The law requires out-of-state sellers operating “affiliate programs” in the state to register to collect and remit sales tax. It provides that a “vendor” includes a person making sales of tangible personal property or services to New York customers through an agreement with a New York resident for a commission or other consideration, by which the resident directly or indirectly refers potential customers, by a link on an internet website, to the seller, if the cumulative gross receipts from such sales exceed $10,000 per year. In other words, potential customers reach the out-of-state retailer’s website by clicking on a link on the in-state affiliate’s website (thereby creating “click-through” nexus). The presumption of nexus may be rebutted by proof that the resident with whom the seller has an agreement did not engage in any solicitation in the state on behalf of the seller that would satisfy the nexus requirement of the U.S. Constitution.
Two days after the Amazon law was signed, Amazon.com filed suit in New York state court alleging, among other challenges, that the law violates the Commerce Clause and the Due Process and Equal Protection Clauses of the 14th Amendment, both on its face and as applied to Amazon.com, because it imposes tax collection obligations on out-of-state retailers who have no substantial nexus with New York.
The trial court ruled against Amazon.com, holding that the statute did not violate the Commerce or Due Process Clauses, both on their face and as applied, and did not violate the Equal Protection Clause as applied. Amazon.comappealed the trial court’s decision. In November 2010, the appellate court found the statute constitutional on its face. The court remanded the case for further fact-finding to determine whether the statute was unconstitutionally applied to Amazon.com under the Commerce and Due Process Clauses.

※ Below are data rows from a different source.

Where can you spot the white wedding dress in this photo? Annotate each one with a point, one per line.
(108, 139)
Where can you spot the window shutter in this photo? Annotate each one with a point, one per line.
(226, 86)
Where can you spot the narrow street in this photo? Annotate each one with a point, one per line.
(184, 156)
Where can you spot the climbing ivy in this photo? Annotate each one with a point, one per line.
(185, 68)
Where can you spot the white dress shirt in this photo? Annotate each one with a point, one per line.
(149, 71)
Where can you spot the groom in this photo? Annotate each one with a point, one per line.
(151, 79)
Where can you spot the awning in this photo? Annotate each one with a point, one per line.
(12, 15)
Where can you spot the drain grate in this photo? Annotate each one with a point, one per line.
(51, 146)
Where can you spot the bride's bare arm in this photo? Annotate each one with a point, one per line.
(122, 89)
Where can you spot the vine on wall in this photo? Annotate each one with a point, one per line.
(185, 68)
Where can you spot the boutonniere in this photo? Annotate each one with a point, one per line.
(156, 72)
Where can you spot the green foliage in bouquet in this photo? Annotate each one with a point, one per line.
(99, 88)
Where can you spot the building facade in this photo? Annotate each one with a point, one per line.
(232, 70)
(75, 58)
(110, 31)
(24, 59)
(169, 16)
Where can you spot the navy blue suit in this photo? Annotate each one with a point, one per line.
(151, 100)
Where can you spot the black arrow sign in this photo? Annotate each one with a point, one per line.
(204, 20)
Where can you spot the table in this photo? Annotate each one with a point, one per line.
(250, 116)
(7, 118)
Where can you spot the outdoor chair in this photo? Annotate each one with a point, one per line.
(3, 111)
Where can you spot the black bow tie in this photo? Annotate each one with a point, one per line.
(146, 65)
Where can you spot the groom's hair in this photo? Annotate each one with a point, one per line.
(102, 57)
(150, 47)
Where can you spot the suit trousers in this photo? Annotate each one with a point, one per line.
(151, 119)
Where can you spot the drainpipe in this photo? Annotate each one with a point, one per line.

As convoluted as this situation is, it appears the trend to expand sales tax nexus standards to include remote out-of-state retailers is set to continue on its current upward trajectory. The 2011 legislative season saw more than 15 states proposing laws to expand sales tax nexus in some manner, with nine states enacting those laws. In its July 2011 annual meeting, the Multistate Tax Commission directed its sales and use tax uniformity subcommittee to begin drafting an associate nexus statute based on New York’s Amazon law. Further, since January 1, 2012, 16 bills have been introduced in various state legislatures specifically addressing the expansion of sales and use tax nexus. Although many states are modeling their legislative language after laws enacted in New York, Oklahoma, and Colorado, there are many variations built upon these prior laws and several new nuances.
In addition, the federal government has also become much more involved. On November 30, 2011, the U.S. House Judiciary Committee held an oversight hearing on the constitutional limitations on states’ authority to collect sales taxes in e-commerce. Congress currently is considering three remote sales tax proposals: the Main Street Fairness Act (S. 1452 and H.R. 2701), the Marketplace Equity Act (H.R. 3179), and the Marketplace Fairness Act (S. 1832). What is crystal clear to me is if sales tax is applied to online transactions, the divide between online internet retail sales and traditional brick-and-mortar retail sales will become diminutive.